In the Setup panel (top-left of the page), paste your SAA token (and optionally your OpenAI key) and click Connect. The browser will prompt for microphone and camera access, allow both.

After a short warmup, the orb starts reacting to your voice.

URL parameters

All optional. The token / key fields stay editable in the UI. URL params just auto-populate them for future runs.

param notes
token Pre-fills the SAA auth token field.
openai_key Pre-fills the OpenAI key field. Omit to just watch predictions and VAD.

Example: /?token=al_live_…&openai_key=sk-…

How it works

  1. app.js constructs an AttentionClient from @attenlabs/saa-js, which acquires the mic + webcam and opens a WebSocket to the SAA server.
  2. The SDK emits typed events, prediction, vad, state, turnReady, warmupComplete. app.js renders into the UI.
  3. On turnReady, app.js hands the PCM16 audio (and any attached JPEG frames) to llm.js, a small OpenAI Realtime bridge that wraps them into input_audio / input_image content parts and plays the response back through WebAudio.
  4. While the LLM is speaking, app.js calls client.mute() + client.markResponding(true) so the server stops emitting predictions until playback ends.
  5. A small guided flow (top-of-screen pill) walks first-time users through talk to the computer → talk to each other → free play.

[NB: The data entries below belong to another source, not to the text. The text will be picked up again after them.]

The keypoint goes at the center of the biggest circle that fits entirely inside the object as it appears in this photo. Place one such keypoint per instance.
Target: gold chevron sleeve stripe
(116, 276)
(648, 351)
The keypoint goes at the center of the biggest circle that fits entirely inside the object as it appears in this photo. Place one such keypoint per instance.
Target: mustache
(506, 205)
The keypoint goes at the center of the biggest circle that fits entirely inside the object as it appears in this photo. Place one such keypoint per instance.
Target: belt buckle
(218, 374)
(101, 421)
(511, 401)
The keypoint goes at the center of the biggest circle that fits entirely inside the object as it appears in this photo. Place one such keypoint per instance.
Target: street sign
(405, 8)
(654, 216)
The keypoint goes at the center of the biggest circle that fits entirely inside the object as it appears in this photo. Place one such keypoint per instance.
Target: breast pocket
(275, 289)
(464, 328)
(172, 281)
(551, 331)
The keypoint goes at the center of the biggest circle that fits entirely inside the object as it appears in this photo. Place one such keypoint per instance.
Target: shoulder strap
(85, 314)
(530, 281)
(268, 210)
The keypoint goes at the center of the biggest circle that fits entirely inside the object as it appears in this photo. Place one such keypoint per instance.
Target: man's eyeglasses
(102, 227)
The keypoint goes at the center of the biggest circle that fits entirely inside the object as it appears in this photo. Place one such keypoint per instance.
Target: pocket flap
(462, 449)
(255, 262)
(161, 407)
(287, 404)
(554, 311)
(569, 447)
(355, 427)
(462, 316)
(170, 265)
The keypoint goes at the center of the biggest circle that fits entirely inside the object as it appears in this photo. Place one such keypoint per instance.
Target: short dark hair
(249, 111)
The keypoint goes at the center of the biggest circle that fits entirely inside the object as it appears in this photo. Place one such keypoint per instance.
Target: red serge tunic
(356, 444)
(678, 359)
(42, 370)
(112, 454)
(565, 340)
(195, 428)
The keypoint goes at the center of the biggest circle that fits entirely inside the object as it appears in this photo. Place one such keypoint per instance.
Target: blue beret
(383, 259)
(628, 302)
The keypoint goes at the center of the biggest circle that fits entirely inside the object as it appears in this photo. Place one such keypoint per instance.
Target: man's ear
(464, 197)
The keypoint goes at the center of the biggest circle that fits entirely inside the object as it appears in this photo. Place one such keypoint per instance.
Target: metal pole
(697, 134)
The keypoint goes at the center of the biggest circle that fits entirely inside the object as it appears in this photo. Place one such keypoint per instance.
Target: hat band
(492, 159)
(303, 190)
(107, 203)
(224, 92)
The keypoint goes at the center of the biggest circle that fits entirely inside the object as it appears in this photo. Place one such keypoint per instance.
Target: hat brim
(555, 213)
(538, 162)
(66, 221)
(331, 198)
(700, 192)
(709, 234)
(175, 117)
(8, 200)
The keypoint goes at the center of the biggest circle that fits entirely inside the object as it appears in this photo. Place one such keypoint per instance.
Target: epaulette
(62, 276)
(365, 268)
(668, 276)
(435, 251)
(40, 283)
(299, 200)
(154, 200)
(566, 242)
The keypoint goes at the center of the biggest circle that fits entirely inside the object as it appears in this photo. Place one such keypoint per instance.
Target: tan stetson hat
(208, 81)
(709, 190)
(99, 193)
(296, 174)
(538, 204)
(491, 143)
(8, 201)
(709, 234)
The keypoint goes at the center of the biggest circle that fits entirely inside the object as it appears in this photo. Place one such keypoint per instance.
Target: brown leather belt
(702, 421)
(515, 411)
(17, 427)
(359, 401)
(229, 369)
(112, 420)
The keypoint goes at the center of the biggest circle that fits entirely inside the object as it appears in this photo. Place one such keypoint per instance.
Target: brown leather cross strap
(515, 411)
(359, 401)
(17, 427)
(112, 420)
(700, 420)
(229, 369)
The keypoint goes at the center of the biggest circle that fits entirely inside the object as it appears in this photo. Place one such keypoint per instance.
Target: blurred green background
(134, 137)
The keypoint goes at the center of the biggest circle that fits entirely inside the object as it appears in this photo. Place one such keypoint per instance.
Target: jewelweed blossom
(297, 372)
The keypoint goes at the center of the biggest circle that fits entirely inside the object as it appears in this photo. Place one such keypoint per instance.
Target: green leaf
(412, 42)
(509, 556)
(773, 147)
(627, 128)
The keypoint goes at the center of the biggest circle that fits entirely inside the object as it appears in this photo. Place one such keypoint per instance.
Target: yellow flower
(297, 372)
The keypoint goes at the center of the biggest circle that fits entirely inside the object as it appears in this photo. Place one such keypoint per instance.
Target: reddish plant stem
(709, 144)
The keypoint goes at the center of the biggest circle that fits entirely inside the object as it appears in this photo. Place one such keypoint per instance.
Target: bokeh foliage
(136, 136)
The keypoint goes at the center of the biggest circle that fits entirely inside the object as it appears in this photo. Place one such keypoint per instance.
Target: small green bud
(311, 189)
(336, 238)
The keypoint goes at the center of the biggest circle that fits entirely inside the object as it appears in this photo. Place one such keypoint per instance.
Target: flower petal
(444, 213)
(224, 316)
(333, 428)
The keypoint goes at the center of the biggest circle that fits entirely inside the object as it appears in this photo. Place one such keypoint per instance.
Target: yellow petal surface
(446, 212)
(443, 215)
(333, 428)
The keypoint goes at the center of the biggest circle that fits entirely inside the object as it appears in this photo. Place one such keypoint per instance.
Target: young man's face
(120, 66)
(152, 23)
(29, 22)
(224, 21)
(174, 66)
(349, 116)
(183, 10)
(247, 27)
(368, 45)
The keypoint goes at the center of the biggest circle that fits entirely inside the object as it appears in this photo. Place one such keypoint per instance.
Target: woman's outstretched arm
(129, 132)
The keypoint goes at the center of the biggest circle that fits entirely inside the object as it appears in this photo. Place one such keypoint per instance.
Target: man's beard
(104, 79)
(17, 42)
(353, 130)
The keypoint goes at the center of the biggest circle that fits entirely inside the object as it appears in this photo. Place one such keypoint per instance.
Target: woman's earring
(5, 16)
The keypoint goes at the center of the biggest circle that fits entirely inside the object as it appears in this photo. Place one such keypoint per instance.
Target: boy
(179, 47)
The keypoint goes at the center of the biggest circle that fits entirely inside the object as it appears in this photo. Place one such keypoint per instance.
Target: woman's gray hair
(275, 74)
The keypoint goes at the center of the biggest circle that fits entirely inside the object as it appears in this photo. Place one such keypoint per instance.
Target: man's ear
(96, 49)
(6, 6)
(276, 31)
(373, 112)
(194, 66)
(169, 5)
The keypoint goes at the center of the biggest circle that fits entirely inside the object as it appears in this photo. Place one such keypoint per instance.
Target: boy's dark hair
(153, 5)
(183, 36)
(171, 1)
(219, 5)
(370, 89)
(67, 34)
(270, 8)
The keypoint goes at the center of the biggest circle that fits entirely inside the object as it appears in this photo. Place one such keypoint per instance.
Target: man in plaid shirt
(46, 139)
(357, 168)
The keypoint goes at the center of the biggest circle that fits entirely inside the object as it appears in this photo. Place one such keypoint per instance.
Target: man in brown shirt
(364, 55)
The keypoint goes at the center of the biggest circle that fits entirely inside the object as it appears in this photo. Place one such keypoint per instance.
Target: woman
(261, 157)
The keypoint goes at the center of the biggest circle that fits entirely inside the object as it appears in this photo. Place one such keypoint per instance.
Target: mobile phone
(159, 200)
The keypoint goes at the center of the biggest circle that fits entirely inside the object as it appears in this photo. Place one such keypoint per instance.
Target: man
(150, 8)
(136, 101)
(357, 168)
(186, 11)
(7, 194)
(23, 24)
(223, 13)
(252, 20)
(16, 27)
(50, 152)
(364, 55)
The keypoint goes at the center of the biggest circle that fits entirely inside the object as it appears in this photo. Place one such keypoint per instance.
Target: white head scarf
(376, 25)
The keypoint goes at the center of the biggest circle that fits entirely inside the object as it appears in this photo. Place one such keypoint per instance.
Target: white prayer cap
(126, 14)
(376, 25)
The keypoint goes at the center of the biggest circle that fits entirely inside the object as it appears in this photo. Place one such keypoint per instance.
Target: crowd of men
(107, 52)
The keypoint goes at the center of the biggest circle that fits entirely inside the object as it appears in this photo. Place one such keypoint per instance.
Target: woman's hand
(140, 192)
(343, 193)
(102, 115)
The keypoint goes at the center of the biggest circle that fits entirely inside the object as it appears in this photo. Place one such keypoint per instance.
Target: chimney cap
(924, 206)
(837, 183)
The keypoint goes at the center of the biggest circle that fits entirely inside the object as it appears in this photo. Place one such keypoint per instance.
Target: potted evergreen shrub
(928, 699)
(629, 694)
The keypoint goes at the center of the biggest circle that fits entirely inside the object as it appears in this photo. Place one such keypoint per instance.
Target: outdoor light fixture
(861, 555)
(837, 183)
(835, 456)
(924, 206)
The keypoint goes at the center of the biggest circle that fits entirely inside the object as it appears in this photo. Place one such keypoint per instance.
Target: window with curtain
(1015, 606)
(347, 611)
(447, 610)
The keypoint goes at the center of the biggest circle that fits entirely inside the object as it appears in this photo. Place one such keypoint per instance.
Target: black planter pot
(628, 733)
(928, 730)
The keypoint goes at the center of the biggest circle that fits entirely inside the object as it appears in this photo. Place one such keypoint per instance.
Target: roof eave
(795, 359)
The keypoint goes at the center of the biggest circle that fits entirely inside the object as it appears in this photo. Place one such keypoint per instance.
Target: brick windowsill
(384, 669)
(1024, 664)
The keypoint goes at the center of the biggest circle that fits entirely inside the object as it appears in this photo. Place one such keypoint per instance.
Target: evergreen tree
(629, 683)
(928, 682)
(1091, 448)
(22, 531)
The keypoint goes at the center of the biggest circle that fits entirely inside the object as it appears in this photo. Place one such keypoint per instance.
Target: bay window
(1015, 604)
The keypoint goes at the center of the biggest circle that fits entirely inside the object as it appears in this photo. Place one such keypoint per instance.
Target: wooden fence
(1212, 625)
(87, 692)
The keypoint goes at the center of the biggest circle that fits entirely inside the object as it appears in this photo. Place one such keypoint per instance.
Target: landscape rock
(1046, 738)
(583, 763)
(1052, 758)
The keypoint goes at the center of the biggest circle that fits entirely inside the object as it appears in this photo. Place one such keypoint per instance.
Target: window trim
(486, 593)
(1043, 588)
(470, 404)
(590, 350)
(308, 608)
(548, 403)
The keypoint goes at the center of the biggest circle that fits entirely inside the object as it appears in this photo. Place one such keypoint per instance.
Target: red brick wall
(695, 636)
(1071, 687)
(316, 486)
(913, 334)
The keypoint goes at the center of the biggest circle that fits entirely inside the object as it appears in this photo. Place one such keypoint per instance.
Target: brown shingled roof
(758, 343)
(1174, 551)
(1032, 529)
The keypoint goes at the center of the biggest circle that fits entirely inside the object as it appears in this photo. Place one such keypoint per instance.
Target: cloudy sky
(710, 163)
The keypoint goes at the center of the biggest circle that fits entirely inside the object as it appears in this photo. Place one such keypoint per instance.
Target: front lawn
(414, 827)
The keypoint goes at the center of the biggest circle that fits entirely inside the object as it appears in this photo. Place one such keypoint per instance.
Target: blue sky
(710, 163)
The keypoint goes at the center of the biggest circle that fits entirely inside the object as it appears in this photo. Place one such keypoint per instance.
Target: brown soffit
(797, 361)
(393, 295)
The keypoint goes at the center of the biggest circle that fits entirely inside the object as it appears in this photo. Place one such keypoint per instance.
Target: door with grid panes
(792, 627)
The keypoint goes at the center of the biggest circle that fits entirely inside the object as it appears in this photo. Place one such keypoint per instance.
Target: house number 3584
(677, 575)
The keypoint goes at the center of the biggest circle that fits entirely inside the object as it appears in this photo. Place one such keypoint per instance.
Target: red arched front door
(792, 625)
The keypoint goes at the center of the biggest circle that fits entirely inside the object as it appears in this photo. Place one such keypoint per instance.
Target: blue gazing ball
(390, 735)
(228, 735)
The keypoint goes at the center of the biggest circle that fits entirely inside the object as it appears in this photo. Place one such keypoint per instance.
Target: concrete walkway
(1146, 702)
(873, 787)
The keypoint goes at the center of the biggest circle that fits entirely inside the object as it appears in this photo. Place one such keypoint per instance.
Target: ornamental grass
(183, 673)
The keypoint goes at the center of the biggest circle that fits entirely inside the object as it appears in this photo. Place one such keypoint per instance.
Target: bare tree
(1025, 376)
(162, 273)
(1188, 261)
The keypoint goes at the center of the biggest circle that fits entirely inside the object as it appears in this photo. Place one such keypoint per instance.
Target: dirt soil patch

The LLM bridge is deliberately part of this demo, not the SDK, swap in whichever provider you like.

Recommended usage

Try three send thresholds and keep the one that performs best: 0.6, 0.77, 0.88. Raise it for fewer false triggers, lower it to catch borderline speech. Drag the threshold slider, or call client.setThreshold(v).

Known limitations

  • Mic/camera permission is requested before the token is validated. client.start() calls getUserMedia() before the broker /allocate call checks the token, so an invalid token still triggers a real permission prompt. If you only want to test auth, expect the browser to ask for mic/camera access first.
  • No automatic reconnect. The SDK does not retry the WebSocket on a network drop. A clean close shows a Disconnected — … toast and ends the session (mic/camera released, UI reset to the Setup panel); a stalled-but-open connection only surfaces a non-actionable Connection Stalled toast. Either way, click Connect again to start a new session — there is no resume.

Security note

This demo accepts the OpenAI API key in the browser (typed into the UI or passed via URL) for simplicity. Never do that in production, always proxy the Realtime connection through a server you control so the key never reaches the client.